Salió sola de nuevo unas cuantas noches más, inadvertida incluso para su guardia lenita de la puerta, que apenas reparó en ella y solo se interesó en el anillo y el santo y seña. Entonces, en la séptima noche desde que los vio robando la gárgola, Teddy y su amigo lenita graceling se cruzaron de nuevo en su camino.

Acababa de descubrir un tercer sitio donde se narraban relatos, cerca de los muelles de la plata, en el sótano de un almacén viejo e inclinado. Metida en un rincón con su bebida, Bitterblue tuvo un sobresalto al descubrir que Zaf se acercaba hacia ella a buen paso. La mirada del joven era inexpresiva, como si no la hubiera visto nunca. Entonces llegó a su lado, se colocó junto a ella y desvió la atención hacia el hombre que estaba en el mostrador.

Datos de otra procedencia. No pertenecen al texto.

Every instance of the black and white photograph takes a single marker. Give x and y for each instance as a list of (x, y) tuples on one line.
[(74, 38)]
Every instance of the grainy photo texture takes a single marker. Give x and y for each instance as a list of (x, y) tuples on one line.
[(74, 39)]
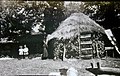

El hombre narraba un relato que Bitterblue no había oído nunca y estaba demasiado preocupada para prestar atención en ese momento, consternada porque Zaf la hubiera reconocido. El héroe del relato era un marinero del reino insular de Lenidia. Zaf parecía absorto en la historia. Observándolo a la par que procuraba que no se notara que lo hacía, y al ver cómo se le iluminaban los ojos con reconocimiento, Bitterblue descubrió una conexión que hasta ese momento se le había pasado por alto. Estuvo una vez a bordo de un navío; Katsa y ella habían huido a Lenidia para escapar de Leck. Había visto a Zaf trepar la muralla este; se había fijado en la piel curtida y el cabello aclarado por el sol. Y ahora, de repente, su forma de andar le resultó muy familiar. Esa facilidad en los movimientos y el brillo en los ojos los había visto antes en hombres que eran marineros, pero no de cualquier clase. Bitterblue se preguntó si Zaf sería ese tipo de marinero que se ofrecía voluntario para subir a lo alto del mástil durante una tempestad.